Chinese

自然语言处理中的经验性方法-Empirical Methods in Natural Language Processing

Course ID: 04832710
Credits: 3
Department: 信息科学技术学院
Introduction in Chinese: 《自然语言处理中的经验性方法》是一门面向信息科学相关专业高年级本科生的专业选修课,在已有的数理逻辑、概率统计以及程序设计等课程的基础上,向同学们介绍如何使用以数据为驱动的经验性方法来解决自然语言处理(特别是文本数据处理)中的常见问题,并培养他们分析、处理大规模数据的实际动手能力。同时,希望就一些热点课题,如统计机器翻译、海量信息抽取等进行专题介绍,为同学们介绍更为前沿的研究进展。这门课中所涉及到的经验性方法主要指以数据为驱动,以语料为对象,以模式识别、机器学习为手段的处理思路;希望同学们通过这门课的学习与锻炼,在遇到实际问题时,能够选择适当的算法以及优化方法、独立编程、轻松应对较大规模的文本数据。我们希望无论是继续深造、还是即将步入工作岗位的同学都能受益于这样的锻炼过程。
Introduction in English: This course is an introduction for undergraduate students who are interested in empirical methods applied to natural language processing.

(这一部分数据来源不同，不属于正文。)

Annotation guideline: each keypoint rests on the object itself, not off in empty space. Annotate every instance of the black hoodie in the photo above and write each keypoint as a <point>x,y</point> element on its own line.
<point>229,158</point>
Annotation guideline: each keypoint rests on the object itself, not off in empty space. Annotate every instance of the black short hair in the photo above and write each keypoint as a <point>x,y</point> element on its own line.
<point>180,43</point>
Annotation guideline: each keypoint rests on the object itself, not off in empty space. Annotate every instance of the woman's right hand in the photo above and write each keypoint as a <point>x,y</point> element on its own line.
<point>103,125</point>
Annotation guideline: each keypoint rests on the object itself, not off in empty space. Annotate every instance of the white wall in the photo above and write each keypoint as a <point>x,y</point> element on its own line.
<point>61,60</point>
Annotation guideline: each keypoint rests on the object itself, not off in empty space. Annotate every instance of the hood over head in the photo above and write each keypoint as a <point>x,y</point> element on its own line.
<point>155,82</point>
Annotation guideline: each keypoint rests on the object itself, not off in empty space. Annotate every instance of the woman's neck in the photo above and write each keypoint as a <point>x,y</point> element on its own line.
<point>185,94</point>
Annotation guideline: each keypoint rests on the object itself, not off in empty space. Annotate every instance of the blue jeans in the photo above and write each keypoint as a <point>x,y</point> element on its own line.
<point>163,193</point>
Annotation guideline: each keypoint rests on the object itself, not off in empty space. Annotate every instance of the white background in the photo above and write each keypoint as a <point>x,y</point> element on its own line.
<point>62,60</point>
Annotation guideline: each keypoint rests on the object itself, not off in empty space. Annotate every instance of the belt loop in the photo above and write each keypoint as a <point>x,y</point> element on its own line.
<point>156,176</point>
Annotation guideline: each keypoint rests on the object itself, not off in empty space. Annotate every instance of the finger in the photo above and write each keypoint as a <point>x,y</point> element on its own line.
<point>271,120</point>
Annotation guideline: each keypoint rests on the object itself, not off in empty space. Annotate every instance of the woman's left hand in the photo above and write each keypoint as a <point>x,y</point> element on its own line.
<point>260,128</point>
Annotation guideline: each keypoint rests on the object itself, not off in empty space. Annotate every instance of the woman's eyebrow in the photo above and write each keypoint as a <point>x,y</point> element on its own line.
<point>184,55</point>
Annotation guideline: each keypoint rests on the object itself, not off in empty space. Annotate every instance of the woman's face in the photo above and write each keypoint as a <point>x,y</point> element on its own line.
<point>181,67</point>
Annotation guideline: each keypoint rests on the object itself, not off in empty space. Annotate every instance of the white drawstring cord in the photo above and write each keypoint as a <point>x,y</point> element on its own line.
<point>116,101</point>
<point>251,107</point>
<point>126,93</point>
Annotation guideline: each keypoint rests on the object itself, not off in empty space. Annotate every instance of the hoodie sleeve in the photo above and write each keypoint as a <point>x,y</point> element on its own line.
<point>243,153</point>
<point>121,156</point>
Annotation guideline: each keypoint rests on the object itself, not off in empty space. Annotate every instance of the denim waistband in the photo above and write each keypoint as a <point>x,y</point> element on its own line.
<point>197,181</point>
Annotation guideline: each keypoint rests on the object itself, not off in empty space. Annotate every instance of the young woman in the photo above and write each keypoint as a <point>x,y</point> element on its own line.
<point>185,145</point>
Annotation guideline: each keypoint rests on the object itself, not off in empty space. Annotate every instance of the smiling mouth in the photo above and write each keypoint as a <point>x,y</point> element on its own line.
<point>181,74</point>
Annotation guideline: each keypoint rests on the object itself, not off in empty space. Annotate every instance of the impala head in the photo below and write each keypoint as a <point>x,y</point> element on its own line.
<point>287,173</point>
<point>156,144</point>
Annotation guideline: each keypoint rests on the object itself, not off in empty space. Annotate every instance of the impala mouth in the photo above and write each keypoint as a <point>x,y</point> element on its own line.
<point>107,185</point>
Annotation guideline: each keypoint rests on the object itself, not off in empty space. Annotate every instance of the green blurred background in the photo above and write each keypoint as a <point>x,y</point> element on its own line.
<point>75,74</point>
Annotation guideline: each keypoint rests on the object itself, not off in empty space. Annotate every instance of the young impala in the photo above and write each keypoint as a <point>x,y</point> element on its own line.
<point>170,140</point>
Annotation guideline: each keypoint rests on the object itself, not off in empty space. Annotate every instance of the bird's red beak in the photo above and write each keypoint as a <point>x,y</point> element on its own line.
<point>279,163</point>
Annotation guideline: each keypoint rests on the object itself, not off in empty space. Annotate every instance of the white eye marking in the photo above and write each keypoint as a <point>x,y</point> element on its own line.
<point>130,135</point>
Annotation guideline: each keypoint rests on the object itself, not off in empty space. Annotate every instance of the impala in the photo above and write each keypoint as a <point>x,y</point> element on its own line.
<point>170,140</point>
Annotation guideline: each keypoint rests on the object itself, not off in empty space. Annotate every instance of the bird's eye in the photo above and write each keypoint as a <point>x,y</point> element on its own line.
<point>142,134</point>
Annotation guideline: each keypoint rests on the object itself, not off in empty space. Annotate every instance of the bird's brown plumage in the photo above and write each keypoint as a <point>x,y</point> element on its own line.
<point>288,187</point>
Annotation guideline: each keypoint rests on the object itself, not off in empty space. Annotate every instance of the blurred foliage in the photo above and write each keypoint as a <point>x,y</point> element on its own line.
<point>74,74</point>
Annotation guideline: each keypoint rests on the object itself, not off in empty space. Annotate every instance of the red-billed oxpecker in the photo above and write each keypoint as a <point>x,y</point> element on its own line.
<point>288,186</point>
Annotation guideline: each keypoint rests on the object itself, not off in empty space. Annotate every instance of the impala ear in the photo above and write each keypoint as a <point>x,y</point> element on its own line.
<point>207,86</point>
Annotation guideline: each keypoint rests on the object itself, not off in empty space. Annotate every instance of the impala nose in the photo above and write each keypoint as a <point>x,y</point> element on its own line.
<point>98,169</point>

We will emphasize on empirical methods, which mainly refers to data-driven models with ingredient from pattern recognition and machine learning. We will also survey interesting NLP applications, e.g., word segmentation, tagging, parsing, etc., and introduce recent advances in statistical machine translation and information extraction. In this course, students will learn what data-driven methods are, how to utilize those models to build their own systems to analyze massive text data and actually solve a real NLP problem in practice. The pre-requisites for this course include: Passion(sure!), some knowledge about Probability Theory and Statistics, a little bit of Mathematical Logic, and Practice of Programming.